‘Mathematics … possesses not only truth, but supreme beauty.’ Bertrand Russell
Our mathematics curriculum is based on materials from White Rose Maths. Our aim is for all children to enjoy and excel in maths as they gain increasing fluency in their understanding of number, measure and geometry, learning to apply this depth of knowledge when solving a wide range of problems across our inter-disciplinary emphasis on STEM (science, technology, engineering and maths).
Principles of Pedagogy Informing Our Curriculum Implementation
- As mathematics is hierarchical, children’s acquisition of new learning is dependent on their prior learning, lived experiences and their understanding of maths vocabulary. Therefore, at Marleigh:
- Teachers assess what children already know, to inform planning for progress.

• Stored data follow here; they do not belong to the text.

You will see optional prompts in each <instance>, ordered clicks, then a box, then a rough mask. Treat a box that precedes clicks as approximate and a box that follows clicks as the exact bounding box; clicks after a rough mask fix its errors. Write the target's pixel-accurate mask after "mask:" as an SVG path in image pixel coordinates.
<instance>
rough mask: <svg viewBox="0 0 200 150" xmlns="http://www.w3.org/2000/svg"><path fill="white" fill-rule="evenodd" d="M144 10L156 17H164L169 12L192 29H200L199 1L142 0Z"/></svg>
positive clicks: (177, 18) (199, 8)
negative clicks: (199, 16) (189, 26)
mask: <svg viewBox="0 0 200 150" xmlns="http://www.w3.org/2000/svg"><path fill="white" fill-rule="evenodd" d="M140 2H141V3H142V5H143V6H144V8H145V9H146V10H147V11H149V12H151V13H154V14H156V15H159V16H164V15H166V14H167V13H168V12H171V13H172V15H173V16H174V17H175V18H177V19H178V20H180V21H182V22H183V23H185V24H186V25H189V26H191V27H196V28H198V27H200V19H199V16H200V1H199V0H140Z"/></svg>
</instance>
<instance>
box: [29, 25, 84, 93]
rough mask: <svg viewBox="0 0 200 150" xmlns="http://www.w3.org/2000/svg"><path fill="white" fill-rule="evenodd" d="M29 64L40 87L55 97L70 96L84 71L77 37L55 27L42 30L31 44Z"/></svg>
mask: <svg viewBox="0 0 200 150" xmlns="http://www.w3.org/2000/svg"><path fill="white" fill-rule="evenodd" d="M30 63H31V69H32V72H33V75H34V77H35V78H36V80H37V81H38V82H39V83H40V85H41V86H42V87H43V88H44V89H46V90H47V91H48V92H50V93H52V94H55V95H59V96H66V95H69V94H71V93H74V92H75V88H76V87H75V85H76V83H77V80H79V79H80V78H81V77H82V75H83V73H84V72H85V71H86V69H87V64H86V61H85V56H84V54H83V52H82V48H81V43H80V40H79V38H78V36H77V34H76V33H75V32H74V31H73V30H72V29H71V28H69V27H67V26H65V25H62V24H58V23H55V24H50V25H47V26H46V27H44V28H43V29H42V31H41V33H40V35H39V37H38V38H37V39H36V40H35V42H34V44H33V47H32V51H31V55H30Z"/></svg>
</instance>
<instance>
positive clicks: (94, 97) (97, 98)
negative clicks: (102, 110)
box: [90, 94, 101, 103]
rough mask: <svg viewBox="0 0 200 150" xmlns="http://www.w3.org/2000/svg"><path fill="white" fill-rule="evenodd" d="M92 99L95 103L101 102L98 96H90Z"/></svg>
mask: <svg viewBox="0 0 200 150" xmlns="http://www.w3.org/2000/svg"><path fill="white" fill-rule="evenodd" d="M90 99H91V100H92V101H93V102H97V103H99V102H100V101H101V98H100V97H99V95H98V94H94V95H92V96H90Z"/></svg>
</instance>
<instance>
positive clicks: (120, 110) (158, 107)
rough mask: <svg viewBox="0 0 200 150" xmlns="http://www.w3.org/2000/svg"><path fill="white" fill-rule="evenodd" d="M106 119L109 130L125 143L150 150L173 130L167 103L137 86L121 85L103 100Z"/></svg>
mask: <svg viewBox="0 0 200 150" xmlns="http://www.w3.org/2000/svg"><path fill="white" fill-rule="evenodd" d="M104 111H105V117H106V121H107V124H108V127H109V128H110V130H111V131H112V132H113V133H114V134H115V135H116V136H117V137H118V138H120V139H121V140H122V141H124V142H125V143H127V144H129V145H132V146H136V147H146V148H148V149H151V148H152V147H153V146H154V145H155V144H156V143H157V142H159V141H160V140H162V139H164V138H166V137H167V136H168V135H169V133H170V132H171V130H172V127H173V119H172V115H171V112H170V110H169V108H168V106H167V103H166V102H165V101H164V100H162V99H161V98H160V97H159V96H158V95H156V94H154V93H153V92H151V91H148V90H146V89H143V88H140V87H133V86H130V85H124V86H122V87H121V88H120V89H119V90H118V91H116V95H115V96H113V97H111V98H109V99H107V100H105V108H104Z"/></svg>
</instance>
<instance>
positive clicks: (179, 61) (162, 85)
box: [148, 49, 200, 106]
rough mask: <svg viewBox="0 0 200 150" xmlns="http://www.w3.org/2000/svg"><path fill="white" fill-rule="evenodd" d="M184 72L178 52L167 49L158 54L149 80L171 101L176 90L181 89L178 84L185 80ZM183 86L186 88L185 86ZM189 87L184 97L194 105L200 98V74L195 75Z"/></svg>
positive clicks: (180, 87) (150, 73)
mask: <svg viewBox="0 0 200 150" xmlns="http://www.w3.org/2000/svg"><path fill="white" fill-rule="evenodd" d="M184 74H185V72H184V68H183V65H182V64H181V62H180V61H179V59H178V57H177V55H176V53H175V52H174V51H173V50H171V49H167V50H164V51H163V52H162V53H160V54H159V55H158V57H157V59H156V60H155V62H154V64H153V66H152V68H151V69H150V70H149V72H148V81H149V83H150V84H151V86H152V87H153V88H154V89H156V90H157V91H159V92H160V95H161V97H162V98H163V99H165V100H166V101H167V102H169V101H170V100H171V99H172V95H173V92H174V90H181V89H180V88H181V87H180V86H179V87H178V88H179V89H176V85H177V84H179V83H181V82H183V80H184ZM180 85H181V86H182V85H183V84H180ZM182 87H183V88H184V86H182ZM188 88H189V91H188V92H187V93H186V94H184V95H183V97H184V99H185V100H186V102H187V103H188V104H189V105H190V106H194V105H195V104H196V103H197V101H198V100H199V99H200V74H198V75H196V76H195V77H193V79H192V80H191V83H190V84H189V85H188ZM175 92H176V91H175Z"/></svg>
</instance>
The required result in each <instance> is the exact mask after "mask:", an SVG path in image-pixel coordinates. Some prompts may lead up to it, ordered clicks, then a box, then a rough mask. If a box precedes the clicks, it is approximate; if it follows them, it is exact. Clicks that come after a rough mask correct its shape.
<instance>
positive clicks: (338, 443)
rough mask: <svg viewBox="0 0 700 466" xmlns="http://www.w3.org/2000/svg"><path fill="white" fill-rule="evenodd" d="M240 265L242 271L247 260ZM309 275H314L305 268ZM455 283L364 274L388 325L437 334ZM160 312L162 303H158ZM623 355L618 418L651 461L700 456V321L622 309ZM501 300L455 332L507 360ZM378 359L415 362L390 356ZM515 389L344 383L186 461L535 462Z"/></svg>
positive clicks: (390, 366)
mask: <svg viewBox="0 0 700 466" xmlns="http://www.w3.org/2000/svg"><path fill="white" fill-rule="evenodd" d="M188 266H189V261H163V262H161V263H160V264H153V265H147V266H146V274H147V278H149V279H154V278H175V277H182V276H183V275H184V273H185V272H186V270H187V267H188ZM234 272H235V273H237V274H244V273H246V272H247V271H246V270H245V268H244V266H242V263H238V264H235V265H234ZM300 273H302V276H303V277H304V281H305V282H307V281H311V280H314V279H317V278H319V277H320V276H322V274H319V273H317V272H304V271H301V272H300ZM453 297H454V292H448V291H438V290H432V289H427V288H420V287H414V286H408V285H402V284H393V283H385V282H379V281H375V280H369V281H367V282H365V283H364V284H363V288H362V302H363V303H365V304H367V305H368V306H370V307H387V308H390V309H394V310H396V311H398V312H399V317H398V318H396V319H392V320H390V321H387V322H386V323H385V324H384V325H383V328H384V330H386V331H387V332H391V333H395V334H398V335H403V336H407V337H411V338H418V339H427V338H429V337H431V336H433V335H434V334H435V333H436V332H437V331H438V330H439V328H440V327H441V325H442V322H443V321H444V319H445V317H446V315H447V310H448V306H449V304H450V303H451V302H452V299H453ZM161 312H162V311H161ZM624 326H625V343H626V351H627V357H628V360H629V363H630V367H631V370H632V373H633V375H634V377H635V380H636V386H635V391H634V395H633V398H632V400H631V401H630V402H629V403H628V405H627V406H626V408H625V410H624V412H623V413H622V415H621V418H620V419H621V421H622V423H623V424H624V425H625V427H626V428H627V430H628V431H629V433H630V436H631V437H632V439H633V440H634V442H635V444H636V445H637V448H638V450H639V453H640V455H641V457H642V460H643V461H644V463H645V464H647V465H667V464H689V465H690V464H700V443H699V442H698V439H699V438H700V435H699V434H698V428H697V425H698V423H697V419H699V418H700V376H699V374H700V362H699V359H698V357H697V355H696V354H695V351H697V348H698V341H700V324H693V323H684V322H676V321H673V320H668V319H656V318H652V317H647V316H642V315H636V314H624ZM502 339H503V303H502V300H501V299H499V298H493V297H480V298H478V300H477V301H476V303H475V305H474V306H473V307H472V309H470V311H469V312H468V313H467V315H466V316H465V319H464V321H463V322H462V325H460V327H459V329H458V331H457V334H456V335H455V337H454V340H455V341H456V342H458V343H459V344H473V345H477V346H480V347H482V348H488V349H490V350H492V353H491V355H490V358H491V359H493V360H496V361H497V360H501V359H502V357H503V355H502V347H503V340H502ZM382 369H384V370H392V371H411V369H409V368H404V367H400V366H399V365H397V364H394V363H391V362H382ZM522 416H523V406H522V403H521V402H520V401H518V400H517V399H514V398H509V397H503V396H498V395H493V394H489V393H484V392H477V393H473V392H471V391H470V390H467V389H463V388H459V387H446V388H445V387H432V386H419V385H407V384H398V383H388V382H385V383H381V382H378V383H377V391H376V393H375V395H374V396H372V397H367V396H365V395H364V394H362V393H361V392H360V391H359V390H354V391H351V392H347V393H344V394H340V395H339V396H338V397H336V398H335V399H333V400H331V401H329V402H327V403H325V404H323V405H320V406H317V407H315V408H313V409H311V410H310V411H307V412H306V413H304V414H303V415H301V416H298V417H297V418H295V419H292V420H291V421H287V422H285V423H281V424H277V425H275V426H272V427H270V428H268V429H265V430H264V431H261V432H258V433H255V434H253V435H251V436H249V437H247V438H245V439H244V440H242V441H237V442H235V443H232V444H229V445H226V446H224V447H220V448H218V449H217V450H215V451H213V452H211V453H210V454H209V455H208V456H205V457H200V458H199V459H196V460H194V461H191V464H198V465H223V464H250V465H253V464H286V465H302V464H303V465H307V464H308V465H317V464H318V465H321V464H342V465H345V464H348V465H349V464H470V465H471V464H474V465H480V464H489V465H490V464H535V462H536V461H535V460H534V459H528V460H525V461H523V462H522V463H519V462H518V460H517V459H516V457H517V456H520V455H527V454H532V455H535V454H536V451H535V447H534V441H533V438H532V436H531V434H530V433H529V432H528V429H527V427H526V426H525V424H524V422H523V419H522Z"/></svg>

- Curriculum progression maps identify how learning develops over time.
- Planning helps teachers to identify when and how to revisit or introduce key vocabulary.
- Many concepts in mathematics are abstract, but practical experiences with manipulative resources and the use of pictorial representations can help children to develop their conceptual understanding. Therefore, at Marleigh:
- Teachers plan for practical experiences to enable children to understand mathematical concepts.
- The Calculations Policy shows how manipulative resources will help children to develop procedural fluency with the four operations: addition, subtraction, multiplication and division.
- The fluent recall of key facts (including number bonds and multiplication tables) enables children to solve mental and written calculations more easily. Therefore, at Marleigh:
- Children have daily opportunities to develop their understanding of number sense, including the acquisition and recall of key facts.
- Long-term planning outlines key facts to be taught and revisited each term.
- The Calculations Policy shows which mental methods and formal calculation procedures are taught in each phase of the school.
- Children learn new concepts more easily when ideas are broken into smaller steps; and then this learning is revisited and applied in familiar contexts. Therefore, at Marleigh:
- Curriculum planning introduces new learning in small steps, with key concepts (or ‘big ideas’) highlighted to help teachers to know which objectives to spend more time on and revisit.
- Children revisit and apply new learning by solving problems in familiar contexts.
- Systematic revisiting of prior learning through ‘Flashback’ tasks.
- To apply understanding and solve increasingly complex problems, children must work with increasing independence and learn to use strategies for solving problems. Therefore, at Marleigh:
- Teachers use worked examples to demonstrate calculation and problem-solving strategies.
- Tasks structured by procedural variation enable children to notice patterns, understand mathematical structures and solve problems with increasing independence.
- Children are taught to consider and choose between different available strategies.
- Children have frequent opportunities to solve mathematical problems and evaluate the effectiveness of their chosen strategies.
- Use of structured and timely interventions can provide identified pupils with additional support. Therefore, at Marleigh:
- Teachers use formative assessment to provide feedback and support as soon as is possible.
- Children who require additional support, participate in structured intervention programs led by teachers and teaching assistants with the necessary subject knowledge.